About me

I do machine learning and computer vision research, where I work with geometric models of observed data. The research tend to follow two directions: use geometric constructions to design models, or model constraints on data using geometry. Check the publications for more specific examples, and don't hesitate to get in touch.

News and Updates

September 6, 2017. The European Research Council (ERC) has been generous enough to award me a starting grant. Humbling and awesome :-)
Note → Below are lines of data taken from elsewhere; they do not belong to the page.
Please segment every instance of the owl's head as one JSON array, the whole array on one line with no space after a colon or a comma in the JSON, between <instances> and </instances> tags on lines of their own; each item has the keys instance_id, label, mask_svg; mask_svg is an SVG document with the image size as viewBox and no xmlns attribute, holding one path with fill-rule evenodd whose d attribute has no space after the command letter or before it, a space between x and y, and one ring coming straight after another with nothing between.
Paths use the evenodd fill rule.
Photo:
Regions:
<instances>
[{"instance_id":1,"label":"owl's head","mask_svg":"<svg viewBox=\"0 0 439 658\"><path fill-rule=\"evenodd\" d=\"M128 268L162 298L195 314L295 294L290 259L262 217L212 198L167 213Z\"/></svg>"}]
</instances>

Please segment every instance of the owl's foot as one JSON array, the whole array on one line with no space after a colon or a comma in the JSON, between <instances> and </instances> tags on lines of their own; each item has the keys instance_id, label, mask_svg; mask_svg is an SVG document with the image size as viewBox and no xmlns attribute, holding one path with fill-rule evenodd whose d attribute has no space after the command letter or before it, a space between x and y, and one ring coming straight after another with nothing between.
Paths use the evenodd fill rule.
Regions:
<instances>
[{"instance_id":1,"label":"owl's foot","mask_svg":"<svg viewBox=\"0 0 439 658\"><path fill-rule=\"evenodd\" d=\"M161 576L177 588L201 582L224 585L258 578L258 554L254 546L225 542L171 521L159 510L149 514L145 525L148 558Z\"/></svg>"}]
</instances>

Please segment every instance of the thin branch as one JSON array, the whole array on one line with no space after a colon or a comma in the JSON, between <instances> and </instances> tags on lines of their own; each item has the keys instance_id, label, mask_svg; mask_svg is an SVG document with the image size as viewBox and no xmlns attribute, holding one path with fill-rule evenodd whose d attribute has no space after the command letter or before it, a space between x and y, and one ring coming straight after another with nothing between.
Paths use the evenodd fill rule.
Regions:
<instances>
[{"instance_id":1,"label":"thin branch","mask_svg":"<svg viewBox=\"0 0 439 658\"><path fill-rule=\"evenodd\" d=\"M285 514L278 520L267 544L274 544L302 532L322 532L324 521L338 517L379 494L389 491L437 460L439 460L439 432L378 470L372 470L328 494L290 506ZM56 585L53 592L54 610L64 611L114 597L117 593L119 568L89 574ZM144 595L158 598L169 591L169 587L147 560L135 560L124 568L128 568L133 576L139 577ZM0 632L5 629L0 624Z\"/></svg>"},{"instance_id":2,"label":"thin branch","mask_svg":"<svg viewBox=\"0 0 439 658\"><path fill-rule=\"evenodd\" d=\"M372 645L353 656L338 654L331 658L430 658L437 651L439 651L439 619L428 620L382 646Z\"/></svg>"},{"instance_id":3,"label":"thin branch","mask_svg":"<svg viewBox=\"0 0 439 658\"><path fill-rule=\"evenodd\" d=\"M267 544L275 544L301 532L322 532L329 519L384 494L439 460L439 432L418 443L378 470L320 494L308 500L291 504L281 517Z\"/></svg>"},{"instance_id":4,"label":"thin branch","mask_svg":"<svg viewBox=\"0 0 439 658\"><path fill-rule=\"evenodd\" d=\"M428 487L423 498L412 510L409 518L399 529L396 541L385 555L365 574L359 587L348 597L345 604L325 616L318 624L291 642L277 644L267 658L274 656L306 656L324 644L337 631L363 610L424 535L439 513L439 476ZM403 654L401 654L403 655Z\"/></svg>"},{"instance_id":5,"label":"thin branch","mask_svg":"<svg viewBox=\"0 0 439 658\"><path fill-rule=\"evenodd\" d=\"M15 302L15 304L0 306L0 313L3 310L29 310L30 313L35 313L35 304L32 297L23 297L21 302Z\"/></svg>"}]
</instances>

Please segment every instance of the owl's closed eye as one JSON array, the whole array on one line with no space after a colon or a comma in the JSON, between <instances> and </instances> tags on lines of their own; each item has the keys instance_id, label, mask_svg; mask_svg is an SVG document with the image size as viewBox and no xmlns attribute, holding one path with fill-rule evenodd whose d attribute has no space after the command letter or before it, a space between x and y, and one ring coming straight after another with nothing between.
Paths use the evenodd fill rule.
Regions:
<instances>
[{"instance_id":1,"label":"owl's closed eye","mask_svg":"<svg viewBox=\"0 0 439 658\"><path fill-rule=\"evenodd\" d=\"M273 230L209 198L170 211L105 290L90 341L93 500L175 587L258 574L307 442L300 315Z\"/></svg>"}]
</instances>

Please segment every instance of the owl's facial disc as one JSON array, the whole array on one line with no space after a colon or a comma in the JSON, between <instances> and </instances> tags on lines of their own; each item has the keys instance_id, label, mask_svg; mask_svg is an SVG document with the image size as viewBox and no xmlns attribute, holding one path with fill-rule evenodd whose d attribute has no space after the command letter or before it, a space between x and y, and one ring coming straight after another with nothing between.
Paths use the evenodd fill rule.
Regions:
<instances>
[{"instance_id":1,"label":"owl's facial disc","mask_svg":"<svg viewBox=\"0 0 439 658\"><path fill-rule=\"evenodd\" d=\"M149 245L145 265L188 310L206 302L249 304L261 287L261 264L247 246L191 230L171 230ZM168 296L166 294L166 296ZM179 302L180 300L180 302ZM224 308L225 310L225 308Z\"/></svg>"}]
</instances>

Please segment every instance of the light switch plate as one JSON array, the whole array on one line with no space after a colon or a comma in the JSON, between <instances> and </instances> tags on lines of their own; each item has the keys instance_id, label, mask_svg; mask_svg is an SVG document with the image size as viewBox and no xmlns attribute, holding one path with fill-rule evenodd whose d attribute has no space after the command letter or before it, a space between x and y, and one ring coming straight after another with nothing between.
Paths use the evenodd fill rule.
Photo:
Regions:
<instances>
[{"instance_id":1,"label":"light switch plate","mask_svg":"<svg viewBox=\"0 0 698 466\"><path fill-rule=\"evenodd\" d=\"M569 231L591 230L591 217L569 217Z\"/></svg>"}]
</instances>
August 30, 2017. Lectured on metric learning at our yearly machine learning summer school. Always fun when people realize that metric learning is "easier" (for a suitable definition of "easy") in infinite dimensions...


July 31, 2017. Georgios, Lars, and I have a new paper at GSI on how to estimate the parameters of the LAND using maximum likelihood. Check it out!


May 5, 2017. I gave a seminar at the statistics department at KU on data augmentation (c.f. the dragon). Super curious audience plus chocolate -- can't be much better than that :-)


April 28, 2017. I was the "opening act" in Jes's seminar series on machine learning at ITU. Great group! and free pizza (yay!)


April 20, 2017. Jeppe Thagaard came in on a 5th place at the Camelyon17 challenge at ISBI. Great stuff on data augmentation!


March 2, 2017. Yesterday was my first day as an associate professor here at CogSys. Yesterday I was also home sick with a delightful fever; I sure hope there's no link between these event...


February 27, 2017. The extension of Grassmann Averages to higher dimensional subspaces has been accepted to CVPR. The submitted version is on arXiv -- I'll link to the camera ready when it's ready!


January 25, 2017. I'm visiting Bodo's group -- so much impressive stuff going on. As always, it was fun to talk about the dragon...


January 23, 2017. Aasa and I attended the yearly celebration of Villum Kann Rasmussen (click for rare pictures of me wearing a tie)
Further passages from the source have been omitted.